An MP has written to the Home Secretary after an airgun shop opened in his constituency. The South London Airgun Centre opened in a pawnbroker in Norbury, prompting Croydon MP Steve Reed to lash out at the retailer as “utterly irresponsible”. He believes that “advertising guns in a shop window encourages the use of guns on our streets”. Thanks to Andy McGarty for sending this in.

A French master of staghounds has spoken out against animal rights violence. Alain Drach received death threats after police ordered him to shoot a stag in the garden of a private house in a village in his hunt country. The incident took place a year ago.

Fieldsports Channel viewer Joe Jordan shot this 37lb fox – just 1lb under the British record. He shot it in Margate, in Kent, after calling it in to a mouse distress call. It came steaming in, he says, “like a coyote”.

A deerhunter in the USA saved an eight-point buck that had been struggling to stand upright on a frozen lake. After the rescue, Josh Davis from Pennsylvania told his local TV station that there’s a big difference between hunting an animal humanely and leaving one to suffer and die on the ice.

Meanwhile, rescue came too late for this deer. Found frozen solid in a lake in the Canadian state of Alberta by fishing guide Zac Brown. Its eyes were still open, its head was cocked to one side and its front leg extended forward as if it were about to stand up.

Is veganism a religion? An employment tribunal may rule on that as part of a test case. Vegan Jordi Casamitjana says he was sacked by the League Against Cruel Sports after disclosing it invested pension funds in firms involved in animal testing.
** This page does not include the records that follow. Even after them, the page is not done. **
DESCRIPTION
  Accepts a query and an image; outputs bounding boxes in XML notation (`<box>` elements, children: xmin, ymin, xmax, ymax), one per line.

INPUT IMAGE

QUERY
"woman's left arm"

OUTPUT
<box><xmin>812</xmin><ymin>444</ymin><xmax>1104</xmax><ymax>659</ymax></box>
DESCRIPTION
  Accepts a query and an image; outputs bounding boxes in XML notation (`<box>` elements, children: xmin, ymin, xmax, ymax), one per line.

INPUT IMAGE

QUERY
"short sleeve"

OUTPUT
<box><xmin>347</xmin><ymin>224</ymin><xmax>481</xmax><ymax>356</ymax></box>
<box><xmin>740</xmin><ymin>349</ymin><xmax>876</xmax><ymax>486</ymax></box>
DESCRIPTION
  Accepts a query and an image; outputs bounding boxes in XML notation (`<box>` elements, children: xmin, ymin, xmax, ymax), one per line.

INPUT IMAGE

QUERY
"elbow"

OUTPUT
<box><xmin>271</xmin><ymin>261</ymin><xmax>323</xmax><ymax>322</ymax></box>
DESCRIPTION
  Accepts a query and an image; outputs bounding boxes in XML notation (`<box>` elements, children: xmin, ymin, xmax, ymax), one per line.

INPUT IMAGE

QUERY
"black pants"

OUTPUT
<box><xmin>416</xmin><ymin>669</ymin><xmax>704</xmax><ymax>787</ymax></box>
He claims he was discriminated against, and the tribunal will have to decide if veganism should be protected in law. LACS says he was dismissed for gross misconduct and denies the sacking was because of his veganism. Thanks to Joe Carhart for sending in this story.
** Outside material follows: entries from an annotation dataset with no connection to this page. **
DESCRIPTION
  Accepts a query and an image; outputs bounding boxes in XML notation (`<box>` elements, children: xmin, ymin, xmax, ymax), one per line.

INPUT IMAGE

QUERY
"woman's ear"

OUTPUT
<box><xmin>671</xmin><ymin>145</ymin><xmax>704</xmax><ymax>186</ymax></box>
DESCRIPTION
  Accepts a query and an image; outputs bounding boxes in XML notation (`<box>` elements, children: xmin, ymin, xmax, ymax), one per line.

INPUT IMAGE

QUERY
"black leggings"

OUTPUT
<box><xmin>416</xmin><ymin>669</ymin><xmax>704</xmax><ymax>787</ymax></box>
And finally, vegans are floating the idea that people should be embarrassed about including animals in everyday conversation. In an article in a magazine called The Conversation, a university researcher suggests that ‘bringing home the bacon’ and ‘putting your eggs in one basket’ could become obsolete. She suggests changing ‘killing two birds with one stone’ to ‘feeding two birds with one scone’ – thus raising the more important spectre of whether to say scon, scone or scoon.